Abstract

Misdiagnosis of children and adolescents with epilepsy is common and it is estimated to be 20–35% of patients diagnosed with epilepsy who are seen at epilepsy centers. The differential diagnosis of seizures is broader in children than in adults, with many nonepileptic but nonpsychogenic conditions to be considered. Physiological and organic events (syncope, hypoglycemia, panic attacks, paroxysmal movement disorders) predominate in infants and young children. Psychiatric disorders (psychogenic non-epileptic attacks) become more common in later childhood and adolescence.
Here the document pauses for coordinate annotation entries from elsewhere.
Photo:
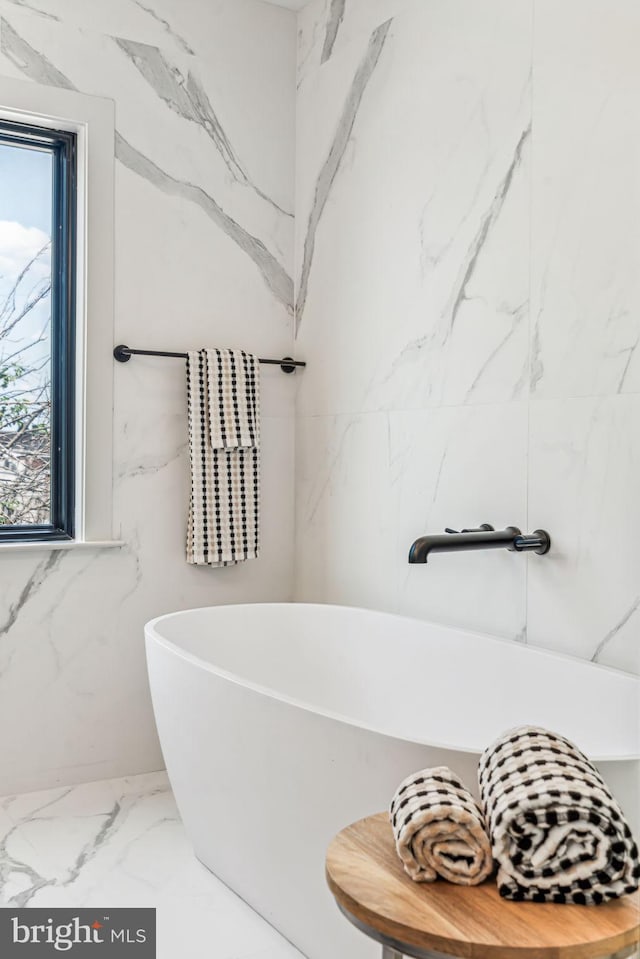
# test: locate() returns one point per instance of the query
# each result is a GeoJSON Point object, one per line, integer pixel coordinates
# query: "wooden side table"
{"type": "Point", "coordinates": [440, 920]}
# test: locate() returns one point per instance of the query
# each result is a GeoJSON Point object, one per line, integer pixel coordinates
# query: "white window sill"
{"type": "Point", "coordinates": [65, 544]}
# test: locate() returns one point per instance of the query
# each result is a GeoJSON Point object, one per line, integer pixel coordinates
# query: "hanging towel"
{"type": "Point", "coordinates": [224, 445]}
{"type": "Point", "coordinates": [557, 833]}
{"type": "Point", "coordinates": [439, 829]}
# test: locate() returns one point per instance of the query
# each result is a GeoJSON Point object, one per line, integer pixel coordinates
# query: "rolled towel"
{"type": "Point", "coordinates": [439, 829]}
{"type": "Point", "coordinates": [557, 833]}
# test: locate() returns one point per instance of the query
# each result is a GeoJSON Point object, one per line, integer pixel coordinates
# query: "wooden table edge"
{"type": "Point", "coordinates": [622, 943]}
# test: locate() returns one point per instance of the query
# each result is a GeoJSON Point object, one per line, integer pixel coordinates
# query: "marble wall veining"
{"type": "Point", "coordinates": [467, 238]}
{"type": "Point", "coordinates": [205, 111]}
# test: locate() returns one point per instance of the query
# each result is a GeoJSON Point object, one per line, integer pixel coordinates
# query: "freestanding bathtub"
{"type": "Point", "coordinates": [282, 723]}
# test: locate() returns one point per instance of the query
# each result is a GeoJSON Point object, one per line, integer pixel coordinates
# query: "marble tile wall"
{"type": "Point", "coordinates": [205, 112]}
{"type": "Point", "coordinates": [467, 240]}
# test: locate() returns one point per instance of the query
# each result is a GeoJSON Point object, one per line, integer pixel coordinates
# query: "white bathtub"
{"type": "Point", "coordinates": [282, 723]}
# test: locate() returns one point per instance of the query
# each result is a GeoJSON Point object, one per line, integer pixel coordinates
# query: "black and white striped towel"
{"type": "Point", "coordinates": [223, 397]}
{"type": "Point", "coordinates": [439, 829]}
{"type": "Point", "coordinates": [558, 835]}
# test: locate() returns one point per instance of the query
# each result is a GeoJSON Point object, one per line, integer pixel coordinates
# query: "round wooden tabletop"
{"type": "Point", "coordinates": [473, 922]}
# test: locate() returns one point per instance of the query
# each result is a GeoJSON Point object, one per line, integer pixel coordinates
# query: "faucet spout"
{"type": "Point", "coordinates": [484, 537]}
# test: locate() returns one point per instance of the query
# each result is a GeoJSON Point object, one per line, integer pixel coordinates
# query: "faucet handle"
{"type": "Point", "coordinates": [485, 528]}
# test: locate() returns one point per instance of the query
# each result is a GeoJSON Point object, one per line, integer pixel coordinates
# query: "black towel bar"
{"type": "Point", "coordinates": [124, 353]}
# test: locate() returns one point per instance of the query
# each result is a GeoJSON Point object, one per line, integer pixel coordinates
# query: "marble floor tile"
{"type": "Point", "coordinates": [120, 842]}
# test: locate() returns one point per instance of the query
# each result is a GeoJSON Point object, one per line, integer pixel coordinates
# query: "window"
{"type": "Point", "coordinates": [38, 187]}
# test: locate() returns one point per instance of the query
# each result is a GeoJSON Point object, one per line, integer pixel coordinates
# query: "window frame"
{"type": "Point", "coordinates": [62, 144]}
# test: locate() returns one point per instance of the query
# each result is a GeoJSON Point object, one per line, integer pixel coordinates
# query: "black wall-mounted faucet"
{"type": "Point", "coordinates": [482, 537]}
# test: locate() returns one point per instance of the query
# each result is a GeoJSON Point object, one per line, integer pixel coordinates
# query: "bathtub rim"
{"type": "Point", "coordinates": [151, 634]}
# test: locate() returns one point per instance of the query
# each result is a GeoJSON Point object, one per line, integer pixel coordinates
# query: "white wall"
{"type": "Point", "coordinates": [74, 703]}
{"type": "Point", "coordinates": [468, 218]}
Other diagnoses, including parasomnias, self-stimulating behaviors (infantile masturbation), stereotyped mannerisms, hypnic jerks, parasomnias, tics, gastroesophageal reflux with posturing or laryngospasm, arousals, shuddering attacks, breath-holding spells (cyanotic infantile syncope) can be erroneously interpreted as seizures. Diagnosis of seizures should be clinical. Most errors in diagnosis are made because the EEG is overread as abnormal and is interpreted outside of the clinical context. Ambulatory EEGs can contribute to the diagnosis by recording the habitual episode and documenting the absence of EEG changes. The use of prolactin has little value. The gold standard for diagnosis of non-epileptic events is video/EEG monitoring. It is indicated in all patients who continue to have frequent seizures despite antiepileptics.